Die Leiterin der Arbeitsverwaltung in Hamm, Sabine Pröpper, wurde aktiv, als die Arbeitslosenquote in ihrem Gefängnis vor anderthalb Jahren auf 80 Prozent kletterte und ihre Häftlinge vor Langeweile fast umkamen. Pröpper designte einen Flyer („Tütenkleben?! Wir können mehr!“) und telefonierte 70 Firmen ab.

Als Managerin Katrin Mathony das Faltblatt der Knackis in die Hände fiel, stand ihre junge Firma BJ Automotive kurz vor der Entscheidung, einen Teil der Produktion an einen „Low-Cost-Standort“ zu verlegen: nach Estland. Das Unternehmen wollte schließlich im heißumkämpften Markt der Autozulieferer überleben. Es fertigt Schalter und Taster, zurzeit für Audi, Ferrari, VW und Porsche. 20 Euro pro deutscher Arbeitsstunde konnte sich Mathonys Firma nicht länger leisten.
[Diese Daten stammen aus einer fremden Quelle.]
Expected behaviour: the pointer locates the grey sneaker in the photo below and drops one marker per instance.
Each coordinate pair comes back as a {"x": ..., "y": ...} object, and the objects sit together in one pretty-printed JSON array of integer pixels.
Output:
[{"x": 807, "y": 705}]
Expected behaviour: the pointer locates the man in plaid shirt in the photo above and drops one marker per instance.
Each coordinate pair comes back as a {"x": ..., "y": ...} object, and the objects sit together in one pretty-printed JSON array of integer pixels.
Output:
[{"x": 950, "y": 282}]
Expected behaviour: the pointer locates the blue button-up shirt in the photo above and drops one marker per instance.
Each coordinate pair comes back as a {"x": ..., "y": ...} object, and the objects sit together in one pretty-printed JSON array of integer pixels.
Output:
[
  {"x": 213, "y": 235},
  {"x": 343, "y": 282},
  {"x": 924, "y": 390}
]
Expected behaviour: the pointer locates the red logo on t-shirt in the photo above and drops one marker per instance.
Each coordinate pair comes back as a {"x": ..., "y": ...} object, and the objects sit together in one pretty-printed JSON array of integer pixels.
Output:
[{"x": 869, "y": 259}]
Das Knastangebot – knapp sechs Euro die Stunde – kam da wie gerufen. Die Firma erholte sich und konnte im eigenen Betrieb an der Hammer Hafenstraße sogar 25 neue Mitarbeiter einstellen. Auch für die Einsitzenden hat es sich gelohnt. In einem neuen Vertrag erhielten die ungewöhnlichen Partner eine Jobgarantie für die Haftanstalt: BJ Automotive verpflichtet sich, die nächsten fünf Jahre mindestens 20 Gefangene zu beschäftigen.

Die zweite Einnahmequelle vieler Haftanstalten sind ihre eigenen Produkte. Für deren Vermarktung steigen derzeit immer mehr Länder in den E-Commerce ein. Nordrhein-Westfalen etwa startete 2004 mit einer grün-weißen Homepage, auf der das Bundesland sein Möbelprogramm „Raum und Form“ mit vielen Bildchen präsentiert. Die rund 250 weiteren Produkte aus den Haftanstalten von A wie „Absperrungen, Metall“ bis Z wie „Zwiebeln“ sollen demnächst ebenfalls im Netz zu haben sein.

Doch zu viel Aufsehen dürfen die Haftanstalten nicht erregen. Denn die Konkurrenz aus dem Knast ruft inzwischen sogar Wirtschaftsverbände auf den Plan. So hatte das „Gitter-Lädle“ – ein Knast-Shop in einer Baracke vor der Haftanstalt Heilbronn – schon Ärger mit den Metzgern der Umgebung. Die angebotene Haft-Wurst schien ihnen zu billig.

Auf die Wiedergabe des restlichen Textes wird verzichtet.